OCRopus

From Wikipedia, the free encyclopedia

This article or section contains information about computer software currently in development.
The content may change as the software development progresses.

OCRopus
Developed by	Thomas Breuel, DFKI
Latest release	0.1.1 / December, 2007
Written in	C++ and Lua
OS	Linux
Genre	Optical character recognition
License	Apache License v2.0
Website	http://code.google.com/p/ocropus/

OCRopus is a free document analysis and OCR system released under the Apache License, Version 2.0 with a very modular design through the use of plugins. These plugins allow OCRopus to swap out components easily. OCRopus is currently developed under the lead of Thomas Breuel from the German Research Centre for Artificial Intelligence in Kaiserslautern, Germany and is sponsored by Google. OCRopus is currently available only for Linux.

1 How it works
2 History
3 Usage
4 See also
5 References
6 External links

[edit] How it works

OCRopus is an OCR system that combines pluggable layout analysis, pluggable character recognition, and pluggable language modeling. It aims primarily for high-volume document conversion, namely for Google Book Search, but also for desktop and office use or for vision impaired people.

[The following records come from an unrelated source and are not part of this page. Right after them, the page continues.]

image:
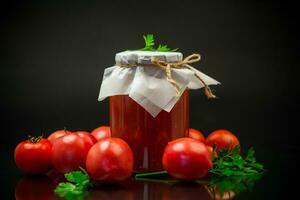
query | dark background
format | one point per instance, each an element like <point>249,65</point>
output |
<point>53,54</point>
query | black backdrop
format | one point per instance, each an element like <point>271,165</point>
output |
<point>53,53</point>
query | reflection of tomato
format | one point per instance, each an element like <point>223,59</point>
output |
<point>101,132</point>
<point>223,139</point>
<point>35,188</point>
<point>110,160</point>
<point>228,195</point>
<point>186,191</point>
<point>195,134</point>
<point>69,153</point>
<point>57,134</point>
<point>34,156</point>
<point>111,192</point>
<point>187,159</point>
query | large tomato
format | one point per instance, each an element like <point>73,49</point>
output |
<point>35,188</point>
<point>223,139</point>
<point>69,152</point>
<point>57,134</point>
<point>101,132</point>
<point>110,160</point>
<point>187,159</point>
<point>34,155</point>
<point>195,134</point>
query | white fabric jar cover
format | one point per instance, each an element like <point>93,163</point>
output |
<point>147,85</point>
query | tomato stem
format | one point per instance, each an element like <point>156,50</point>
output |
<point>34,139</point>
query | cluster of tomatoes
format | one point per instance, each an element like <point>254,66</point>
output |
<point>110,159</point>
<point>190,158</point>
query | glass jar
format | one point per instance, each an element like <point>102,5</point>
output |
<point>147,135</point>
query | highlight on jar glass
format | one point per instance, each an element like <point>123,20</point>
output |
<point>148,92</point>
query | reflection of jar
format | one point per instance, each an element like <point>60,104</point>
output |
<point>146,135</point>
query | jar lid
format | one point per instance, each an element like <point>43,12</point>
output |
<point>144,57</point>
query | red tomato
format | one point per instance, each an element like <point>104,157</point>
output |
<point>35,188</point>
<point>195,134</point>
<point>89,139</point>
<point>69,153</point>
<point>223,139</point>
<point>101,132</point>
<point>210,149</point>
<point>110,160</point>
<point>187,159</point>
<point>34,156</point>
<point>57,134</point>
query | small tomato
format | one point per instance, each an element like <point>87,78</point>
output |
<point>187,159</point>
<point>110,160</point>
<point>223,139</point>
<point>33,156</point>
<point>101,132</point>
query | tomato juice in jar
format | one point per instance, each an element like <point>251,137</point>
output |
<point>147,135</point>
<point>149,101</point>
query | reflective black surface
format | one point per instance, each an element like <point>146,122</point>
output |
<point>53,54</point>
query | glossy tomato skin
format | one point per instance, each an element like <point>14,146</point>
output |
<point>57,134</point>
<point>69,153</point>
<point>110,160</point>
<point>195,134</point>
<point>187,159</point>
<point>88,138</point>
<point>223,139</point>
<point>101,132</point>
<point>33,157</point>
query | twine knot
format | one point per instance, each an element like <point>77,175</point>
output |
<point>167,66</point>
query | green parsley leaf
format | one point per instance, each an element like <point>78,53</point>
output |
<point>77,186</point>
<point>76,177</point>
<point>149,45</point>
<point>165,48</point>
<point>149,42</point>
<point>232,172</point>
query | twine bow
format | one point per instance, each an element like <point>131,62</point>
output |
<point>167,66</point>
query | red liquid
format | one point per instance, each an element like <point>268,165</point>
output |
<point>146,135</point>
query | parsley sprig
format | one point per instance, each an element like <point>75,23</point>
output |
<point>150,45</point>
<point>77,186</point>
<point>232,172</point>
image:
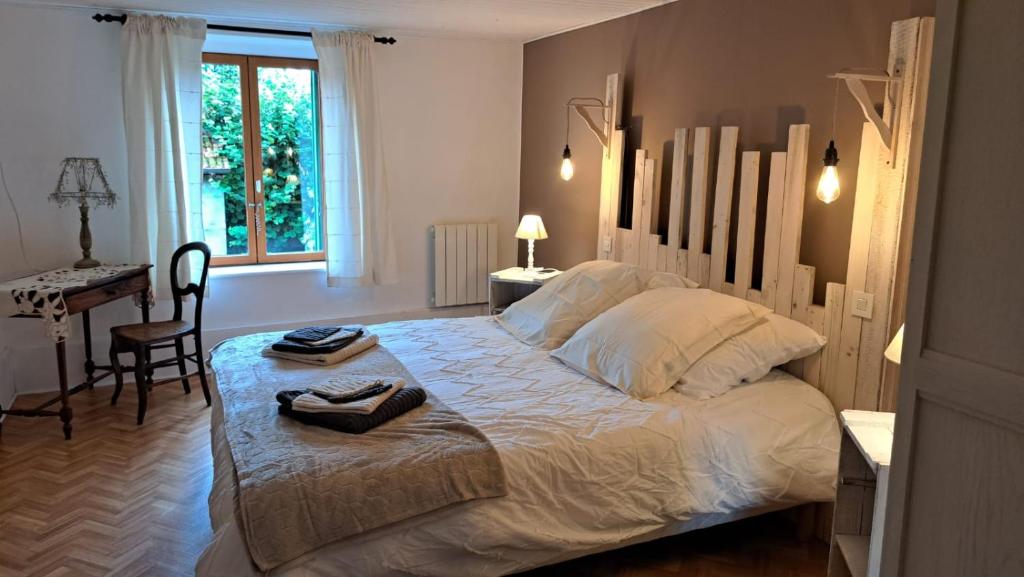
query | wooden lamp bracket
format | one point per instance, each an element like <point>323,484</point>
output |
<point>583,106</point>
<point>855,78</point>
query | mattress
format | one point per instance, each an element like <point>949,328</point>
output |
<point>589,468</point>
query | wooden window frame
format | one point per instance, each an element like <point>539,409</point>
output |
<point>252,153</point>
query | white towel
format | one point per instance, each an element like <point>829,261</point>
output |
<point>346,385</point>
<point>367,340</point>
<point>309,403</point>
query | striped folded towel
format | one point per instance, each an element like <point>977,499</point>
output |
<point>311,403</point>
<point>400,403</point>
<point>365,341</point>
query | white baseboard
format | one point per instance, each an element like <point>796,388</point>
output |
<point>34,368</point>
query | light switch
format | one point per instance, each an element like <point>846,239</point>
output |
<point>863,304</point>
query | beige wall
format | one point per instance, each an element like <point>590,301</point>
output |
<point>757,65</point>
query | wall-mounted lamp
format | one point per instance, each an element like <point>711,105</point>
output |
<point>581,106</point>
<point>828,182</point>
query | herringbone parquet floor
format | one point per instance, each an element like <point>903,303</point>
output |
<point>124,500</point>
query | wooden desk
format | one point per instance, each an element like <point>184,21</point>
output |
<point>82,299</point>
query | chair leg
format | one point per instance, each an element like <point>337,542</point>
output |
<point>201,358</point>
<point>119,381</point>
<point>140,381</point>
<point>179,351</point>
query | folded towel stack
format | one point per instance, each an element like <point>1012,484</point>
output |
<point>322,345</point>
<point>349,394</point>
<point>398,404</point>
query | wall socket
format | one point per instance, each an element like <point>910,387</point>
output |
<point>863,304</point>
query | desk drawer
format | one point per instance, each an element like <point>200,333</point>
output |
<point>101,294</point>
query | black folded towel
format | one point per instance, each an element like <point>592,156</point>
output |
<point>302,348</point>
<point>400,403</point>
<point>311,334</point>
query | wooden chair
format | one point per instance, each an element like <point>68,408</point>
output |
<point>142,338</point>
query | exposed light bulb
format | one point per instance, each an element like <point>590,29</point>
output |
<point>567,168</point>
<point>828,182</point>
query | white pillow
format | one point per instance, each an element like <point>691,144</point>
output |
<point>550,316</point>
<point>645,344</point>
<point>750,356</point>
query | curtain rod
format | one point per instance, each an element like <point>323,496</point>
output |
<point>122,18</point>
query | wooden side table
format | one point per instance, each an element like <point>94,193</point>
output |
<point>82,299</point>
<point>860,494</point>
<point>512,284</point>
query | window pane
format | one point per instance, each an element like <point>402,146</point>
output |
<point>290,150</point>
<point>223,161</point>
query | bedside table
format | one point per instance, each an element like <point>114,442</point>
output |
<point>512,284</point>
<point>860,493</point>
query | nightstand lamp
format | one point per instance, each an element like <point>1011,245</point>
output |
<point>530,229</point>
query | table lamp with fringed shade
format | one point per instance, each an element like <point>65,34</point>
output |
<point>530,229</point>
<point>82,180</point>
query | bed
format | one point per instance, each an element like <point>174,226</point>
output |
<point>588,467</point>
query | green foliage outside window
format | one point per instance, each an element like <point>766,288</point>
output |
<point>289,150</point>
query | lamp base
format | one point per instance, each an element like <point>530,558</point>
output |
<point>87,263</point>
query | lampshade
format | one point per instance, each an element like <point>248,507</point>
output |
<point>895,349</point>
<point>83,180</point>
<point>530,228</point>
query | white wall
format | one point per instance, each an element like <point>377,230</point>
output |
<point>452,121</point>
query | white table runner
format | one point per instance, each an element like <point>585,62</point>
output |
<point>42,294</point>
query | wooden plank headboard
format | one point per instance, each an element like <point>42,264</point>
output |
<point>885,178</point>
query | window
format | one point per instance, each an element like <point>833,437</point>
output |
<point>261,160</point>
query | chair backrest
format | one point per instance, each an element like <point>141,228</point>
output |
<point>178,292</point>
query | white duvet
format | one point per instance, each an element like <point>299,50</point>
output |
<point>588,467</point>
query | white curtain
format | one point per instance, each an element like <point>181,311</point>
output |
<point>359,247</point>
<point>161,60</point>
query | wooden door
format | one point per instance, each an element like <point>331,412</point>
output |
<point>956,500</point>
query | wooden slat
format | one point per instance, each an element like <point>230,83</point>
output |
<point>482,266</point>
<point>460,263</point>
<point>750,166</point>
<point>611,167</point>
<point>647,215</point>
<point>635,248</point>
<point>681,260</point>
<point>845,370</point>
<point>812,364</point>
<point>471,270</point>
<point>793,216</point>
<point>611,179</point>
<point>835,318</point>
<point>492,247</point>
<point>724,179</point>
<point>698,199</point>
<point>803,291</point>
<point>439,271</point>
<point>773,228</point>
<point>678,198</point>
<point>451,266</point>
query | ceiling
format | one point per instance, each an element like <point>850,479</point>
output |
<point>505,19</point>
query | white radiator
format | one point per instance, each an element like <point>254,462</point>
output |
<point>464,254</point>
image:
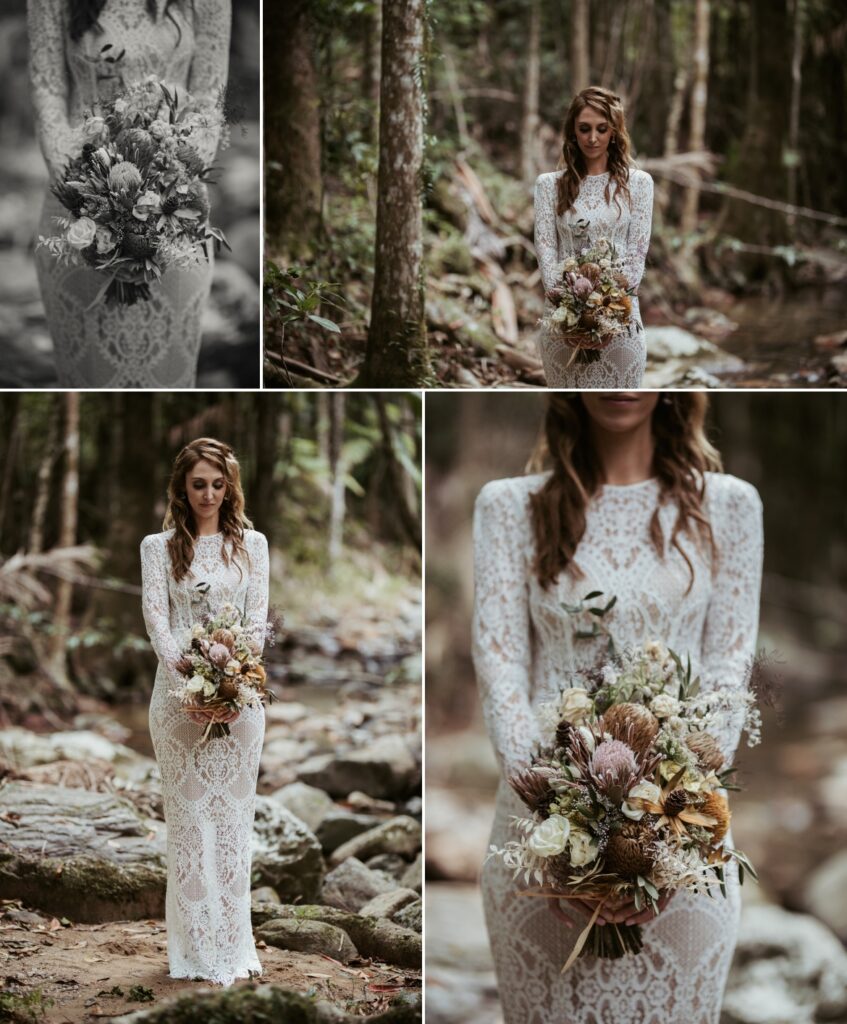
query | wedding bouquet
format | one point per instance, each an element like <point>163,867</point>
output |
<point>221,668</point>
<point>136,196</point>
<point>625,792</point>
<point>595,305</point>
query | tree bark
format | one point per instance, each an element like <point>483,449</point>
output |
<point>696,140</point>
<point>396,354</point>
<point>292,134</point>
<point>530,120</point>
<point>580,73</point>
<point>67,538</point>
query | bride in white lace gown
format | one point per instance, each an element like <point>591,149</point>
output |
<point>647,469</point>
<point>208,558</point>
<point>598,195</point>
<point>155,343</point>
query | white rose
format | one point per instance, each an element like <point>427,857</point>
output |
<point>583,848</point>
<point>575,705</point>
<point>550,838</point>
<point>643,791</point>
<point>663,706</point>
<point>81,232</point>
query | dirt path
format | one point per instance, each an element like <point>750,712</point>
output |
<point>82,967</point>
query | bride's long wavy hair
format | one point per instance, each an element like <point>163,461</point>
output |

Currently, OCRopus uses Tesseract as its only character recognition plugin, but others are expected to be added in the future. This is especially useful in expanding functionality to include additional languages and writing systems. OCRopus also contains disabled code for a handwriting recognition engine which may be repaired in the future.

OCRopus itself does image preprocessing and layout analysis; it chops up the scanned document before passing it to Tesseract for line-by-line or character-by-character recognition.

As of the alpha release, OCRopus uses the language modeling code from another Google-supported project, OpenFST.^[1].

[edit] History

Release history:^[2]

Initial announcement - 9 April 2007^[3]
0.1.0 - Alpha - 22 Oct 2007
0.1.1 - 14 Dec 2007 - Improved build system
0.2 - Alpha 2 - 31 May 2008^[4]
Beta - Scheduled for August 2008 - Commercial-quality accuracy for books and journal articles^[5]
1.0 - Scheduled for Q3 2008 - Packaging for additional operating systems, GUI

[edit] Usage

Currently OCRopus can only be used from the command line. Once installed, it can be invoked by specifying the input images. It will output hOCR HTML code to standard out. If more precise control is needed, options can be specified on the command line to perform specific operations (e.g. recognizing a single line).